说完,桃三妹欠身盈盈一礼,看向徐青的目光已然尽是感激。
徐青摆摆手道:“以后就由寿衣铺柳老板做你的出马弟子吧,她与木妖有些缘法,与你也极为契合,说不得你们也能互相成就.”
目送桃三妹离去,玄玉来到徐青跟前,问道:“你又要闭关了么?”
徐青张了张口,最后有些无奈道:“那白云洞的天狐一日不除,我便一日难安。”
“猫仙堂如今已然颇有规模,津门有能耐,明事理的的仙家,基本也都进了堂口,便是月华山的白仙姑也和咱们交好,如今我放心不下的,也就只有鸹爷了。”
“当初说好多则半年,少则两三月,它便打马搂坡。可如今已过去六七年矣,它却依然渺无音信。”
玄玉安慰道:“徐仙家不是为鸹爷卜筮过吗,它并无大碍,只是雨雪载途,耽误了归程。
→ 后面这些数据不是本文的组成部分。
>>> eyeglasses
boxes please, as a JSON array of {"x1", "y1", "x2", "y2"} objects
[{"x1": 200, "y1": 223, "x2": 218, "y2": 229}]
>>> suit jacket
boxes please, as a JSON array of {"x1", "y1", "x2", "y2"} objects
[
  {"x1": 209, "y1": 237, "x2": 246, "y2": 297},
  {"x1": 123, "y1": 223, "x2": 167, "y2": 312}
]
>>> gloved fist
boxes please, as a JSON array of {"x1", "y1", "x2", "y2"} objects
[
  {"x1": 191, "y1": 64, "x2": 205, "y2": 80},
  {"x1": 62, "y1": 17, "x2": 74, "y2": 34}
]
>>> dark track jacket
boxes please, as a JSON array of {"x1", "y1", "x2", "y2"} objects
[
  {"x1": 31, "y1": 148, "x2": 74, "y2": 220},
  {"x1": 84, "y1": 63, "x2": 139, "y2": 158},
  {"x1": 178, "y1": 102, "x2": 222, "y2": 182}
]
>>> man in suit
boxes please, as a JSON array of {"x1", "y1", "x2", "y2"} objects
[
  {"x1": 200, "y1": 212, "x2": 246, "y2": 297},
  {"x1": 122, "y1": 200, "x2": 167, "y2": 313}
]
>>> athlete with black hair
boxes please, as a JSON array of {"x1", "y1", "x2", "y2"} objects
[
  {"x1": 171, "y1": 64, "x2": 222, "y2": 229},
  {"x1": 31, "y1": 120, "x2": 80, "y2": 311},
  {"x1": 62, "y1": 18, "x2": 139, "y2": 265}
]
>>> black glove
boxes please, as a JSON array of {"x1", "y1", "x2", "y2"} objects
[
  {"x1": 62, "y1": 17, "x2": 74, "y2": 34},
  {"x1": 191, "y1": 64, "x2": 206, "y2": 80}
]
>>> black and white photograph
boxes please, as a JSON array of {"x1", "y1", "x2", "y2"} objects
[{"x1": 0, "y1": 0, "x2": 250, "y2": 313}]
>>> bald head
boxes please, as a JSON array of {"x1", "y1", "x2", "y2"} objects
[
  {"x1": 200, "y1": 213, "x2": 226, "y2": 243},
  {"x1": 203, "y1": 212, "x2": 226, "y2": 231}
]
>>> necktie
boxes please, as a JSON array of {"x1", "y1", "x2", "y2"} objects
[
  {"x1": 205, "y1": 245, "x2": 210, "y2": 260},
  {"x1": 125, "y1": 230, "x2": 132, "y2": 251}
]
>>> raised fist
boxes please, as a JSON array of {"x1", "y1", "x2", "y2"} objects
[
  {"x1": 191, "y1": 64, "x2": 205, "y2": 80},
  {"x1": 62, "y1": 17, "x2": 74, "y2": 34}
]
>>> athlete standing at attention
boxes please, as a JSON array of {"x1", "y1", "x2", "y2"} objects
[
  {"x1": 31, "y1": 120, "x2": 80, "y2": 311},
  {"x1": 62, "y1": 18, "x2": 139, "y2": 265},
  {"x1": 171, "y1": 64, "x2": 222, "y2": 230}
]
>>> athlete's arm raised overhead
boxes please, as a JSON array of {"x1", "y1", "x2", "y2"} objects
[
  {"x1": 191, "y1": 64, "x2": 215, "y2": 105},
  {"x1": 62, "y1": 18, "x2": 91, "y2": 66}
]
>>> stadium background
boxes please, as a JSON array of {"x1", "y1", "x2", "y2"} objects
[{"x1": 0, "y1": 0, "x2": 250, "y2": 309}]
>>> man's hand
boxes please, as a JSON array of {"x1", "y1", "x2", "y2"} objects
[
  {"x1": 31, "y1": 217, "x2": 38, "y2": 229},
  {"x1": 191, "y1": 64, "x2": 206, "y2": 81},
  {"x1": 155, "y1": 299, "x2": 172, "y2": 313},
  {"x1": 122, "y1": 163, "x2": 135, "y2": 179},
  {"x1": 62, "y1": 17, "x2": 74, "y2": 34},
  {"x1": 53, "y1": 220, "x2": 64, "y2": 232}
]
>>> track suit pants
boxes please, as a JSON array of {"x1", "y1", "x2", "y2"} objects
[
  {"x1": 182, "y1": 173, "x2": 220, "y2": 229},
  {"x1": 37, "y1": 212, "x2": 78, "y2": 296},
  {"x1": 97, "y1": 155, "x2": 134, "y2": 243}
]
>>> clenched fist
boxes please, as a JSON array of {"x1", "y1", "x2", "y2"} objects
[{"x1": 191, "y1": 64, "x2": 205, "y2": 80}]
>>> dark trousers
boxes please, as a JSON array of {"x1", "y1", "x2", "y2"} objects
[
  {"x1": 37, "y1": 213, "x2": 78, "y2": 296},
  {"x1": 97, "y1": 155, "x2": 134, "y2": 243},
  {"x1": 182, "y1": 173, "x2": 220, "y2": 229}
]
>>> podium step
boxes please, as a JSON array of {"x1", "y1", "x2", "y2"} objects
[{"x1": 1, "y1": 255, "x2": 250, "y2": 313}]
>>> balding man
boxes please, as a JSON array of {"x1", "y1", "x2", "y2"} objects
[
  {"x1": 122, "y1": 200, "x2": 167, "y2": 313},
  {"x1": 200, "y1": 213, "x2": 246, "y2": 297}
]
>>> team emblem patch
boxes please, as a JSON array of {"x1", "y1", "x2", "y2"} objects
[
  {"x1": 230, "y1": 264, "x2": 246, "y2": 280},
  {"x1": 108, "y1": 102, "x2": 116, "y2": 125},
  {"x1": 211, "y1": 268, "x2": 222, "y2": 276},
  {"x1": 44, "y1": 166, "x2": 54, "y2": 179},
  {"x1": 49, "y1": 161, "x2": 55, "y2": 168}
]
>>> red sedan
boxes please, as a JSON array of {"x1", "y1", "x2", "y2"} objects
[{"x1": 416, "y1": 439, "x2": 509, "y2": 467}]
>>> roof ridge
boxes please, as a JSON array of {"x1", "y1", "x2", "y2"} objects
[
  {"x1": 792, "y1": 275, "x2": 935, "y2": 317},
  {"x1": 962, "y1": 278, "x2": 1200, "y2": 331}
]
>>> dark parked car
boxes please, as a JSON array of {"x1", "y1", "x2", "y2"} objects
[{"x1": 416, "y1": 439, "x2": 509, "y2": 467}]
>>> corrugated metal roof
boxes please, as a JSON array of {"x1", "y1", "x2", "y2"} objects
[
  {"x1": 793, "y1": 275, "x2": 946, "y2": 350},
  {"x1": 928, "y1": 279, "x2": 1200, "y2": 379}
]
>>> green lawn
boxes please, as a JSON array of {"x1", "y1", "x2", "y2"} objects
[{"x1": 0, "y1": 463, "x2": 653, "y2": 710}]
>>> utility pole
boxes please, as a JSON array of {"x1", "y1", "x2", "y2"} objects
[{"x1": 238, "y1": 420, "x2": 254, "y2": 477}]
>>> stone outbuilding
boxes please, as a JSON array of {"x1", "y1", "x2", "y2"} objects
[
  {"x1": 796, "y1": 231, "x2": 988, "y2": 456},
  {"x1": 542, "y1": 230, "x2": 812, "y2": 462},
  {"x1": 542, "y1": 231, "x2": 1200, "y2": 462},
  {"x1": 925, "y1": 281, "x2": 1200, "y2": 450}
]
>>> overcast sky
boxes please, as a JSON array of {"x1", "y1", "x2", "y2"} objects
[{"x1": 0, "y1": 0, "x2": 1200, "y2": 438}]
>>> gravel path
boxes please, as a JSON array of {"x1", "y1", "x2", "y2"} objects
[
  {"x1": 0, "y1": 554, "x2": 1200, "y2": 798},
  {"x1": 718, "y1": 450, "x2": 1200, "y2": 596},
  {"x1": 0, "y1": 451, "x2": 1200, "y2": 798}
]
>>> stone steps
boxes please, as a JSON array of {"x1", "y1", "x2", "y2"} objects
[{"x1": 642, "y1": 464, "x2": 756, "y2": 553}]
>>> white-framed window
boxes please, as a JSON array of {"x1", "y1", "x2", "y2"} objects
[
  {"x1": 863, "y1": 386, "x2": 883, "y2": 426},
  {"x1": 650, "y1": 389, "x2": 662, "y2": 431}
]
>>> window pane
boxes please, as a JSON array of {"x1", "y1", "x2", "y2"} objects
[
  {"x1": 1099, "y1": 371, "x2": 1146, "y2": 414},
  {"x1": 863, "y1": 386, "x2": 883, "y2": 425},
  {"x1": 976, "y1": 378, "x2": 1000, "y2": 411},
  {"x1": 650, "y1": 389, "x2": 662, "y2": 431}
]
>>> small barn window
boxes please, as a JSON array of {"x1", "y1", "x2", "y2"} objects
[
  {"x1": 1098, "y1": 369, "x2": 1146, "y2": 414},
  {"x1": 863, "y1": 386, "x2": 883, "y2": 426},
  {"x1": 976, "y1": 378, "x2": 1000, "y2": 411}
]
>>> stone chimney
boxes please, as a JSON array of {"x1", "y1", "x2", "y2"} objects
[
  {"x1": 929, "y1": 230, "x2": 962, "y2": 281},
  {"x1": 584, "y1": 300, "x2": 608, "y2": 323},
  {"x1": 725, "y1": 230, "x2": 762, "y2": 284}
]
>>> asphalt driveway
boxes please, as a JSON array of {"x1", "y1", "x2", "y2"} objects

”
徐青没有告诉玄玉,那雨雪载途卦,原叫水山蹇,乃是坎上艮下的下下卦。
只是鸹爷背井离乡,远在大洋彼岸,他这远水也解不了近渴,若是告诉玄玉,也不过是徒增一人烦恼。
正当一僵一猫正缅怀鸹爷时,仵工铺外却忽然响起一道女声。
“掌柜,你们这里还做死人生意不?”
徐青扭头看去,就见眼前来客穿着一身浆洗的发白的卦袍,再看面容,普普通通,但一双眼睛里却带着天生的媚惑。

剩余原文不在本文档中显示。